FIG. 9 is a sectional view of a conventional hermetic scroll compressor.

[Explanation of symbols]

 1 Compression Mechanism 9 Sealed Container 12 Crank Shaft 16 Electric Motor 28 Oil Recovery Container 29 Eccentric Weights 33, 36, 37 Inclined Surface 38 Conical Bottom 40 Steps 43, 44 Gap M Lubricating Oil

 ─────────────────────────────────────────────────── ─── Continued front page (72) Inventor Masahiro Tsubokawa 1006 Kadoma, Kadoma City, Osaka Prefecture Matsushita Electric Industrial Co., Ltd. (72) Inventor Sakai Manabu 1006 Kadoma, Kadoma City Osaka Prefecture 72) Inventor Toshiharu Yasu 1006 Kadoma, Kadoma City, Osaka Prefecture Matsushita Electric Industrial Co., Ltd.

Claims (6)

[Claims] 1. A hermetically sealed container for accommodating a compression mechanism portion and an electric motor portion for driving the compression mechanism portion via a crankshaft, and an eccentric weight attached to the crankshaft at a lower portion of the compression mechanism portion.
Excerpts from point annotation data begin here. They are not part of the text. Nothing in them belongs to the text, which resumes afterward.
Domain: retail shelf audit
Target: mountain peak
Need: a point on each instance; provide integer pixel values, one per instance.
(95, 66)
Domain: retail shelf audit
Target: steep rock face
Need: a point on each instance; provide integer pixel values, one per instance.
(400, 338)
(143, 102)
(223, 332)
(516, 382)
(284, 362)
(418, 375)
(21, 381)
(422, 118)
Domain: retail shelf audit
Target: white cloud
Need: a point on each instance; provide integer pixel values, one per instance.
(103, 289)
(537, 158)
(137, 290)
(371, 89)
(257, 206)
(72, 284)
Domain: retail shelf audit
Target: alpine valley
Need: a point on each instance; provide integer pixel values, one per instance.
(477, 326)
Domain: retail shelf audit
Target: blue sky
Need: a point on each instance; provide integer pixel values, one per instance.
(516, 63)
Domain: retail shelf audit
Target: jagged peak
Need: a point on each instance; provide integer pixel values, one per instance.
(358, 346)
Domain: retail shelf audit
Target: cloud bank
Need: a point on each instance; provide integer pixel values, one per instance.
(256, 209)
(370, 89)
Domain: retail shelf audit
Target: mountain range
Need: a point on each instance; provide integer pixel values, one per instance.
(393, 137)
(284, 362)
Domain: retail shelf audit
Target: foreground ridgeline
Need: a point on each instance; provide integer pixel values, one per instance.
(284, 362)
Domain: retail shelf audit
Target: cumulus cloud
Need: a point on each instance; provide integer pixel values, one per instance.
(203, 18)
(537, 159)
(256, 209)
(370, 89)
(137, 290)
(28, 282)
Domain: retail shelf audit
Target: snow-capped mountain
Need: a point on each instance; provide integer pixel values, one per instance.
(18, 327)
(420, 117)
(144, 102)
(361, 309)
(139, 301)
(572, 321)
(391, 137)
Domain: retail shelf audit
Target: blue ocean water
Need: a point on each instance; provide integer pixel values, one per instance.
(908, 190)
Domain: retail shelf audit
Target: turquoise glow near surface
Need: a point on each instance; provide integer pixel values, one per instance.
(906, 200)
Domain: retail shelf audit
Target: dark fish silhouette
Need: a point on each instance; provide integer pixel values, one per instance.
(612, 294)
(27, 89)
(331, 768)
And a lubricating oil recovery part having an oil recovery container surrounding the eccentric weight is formed, and the lubricating oil recovery part is provided with a moving means for moving the lubricating oil to the outer peripheral wall part of the oil recovery container. Type electric compressor. 2. The hermetic electric compressor according to claim 1, wherein the eccentric weight has an end surface portion provided with an inclined surface which is inclined upward with respect to the axial direction of the crankshaft, and is used as a moving means. 3. The hermetic electric compressor according to claim 1, wherein the end surface portion of the eccentric weight is provided with an inclined surface inclined with respect to the radial direction of the crankshaft to serve as a moving means. 4. The closed type according to claim 1, wherein the bottom portion of the oil recovery container is a moving means in parallel with the lower end surface of an eccentric weight whose outer peripheral portion is thicker than the central portion. Electric compressor. 5. The hermetic electric compressor according to claim 1, wherein a step portion is provided on an outer peripheral wall portion of the oil recovery container as a moving means. 6. A moving means provided with a gap smaller than the gap between the outer periphery of the oil recovery container and the outer end face of the eccentric weight between the bottom of the oil recovery container and the lower end face of the eccentric weight. The hermetic electric compressor according to any one of claims 1 to 5.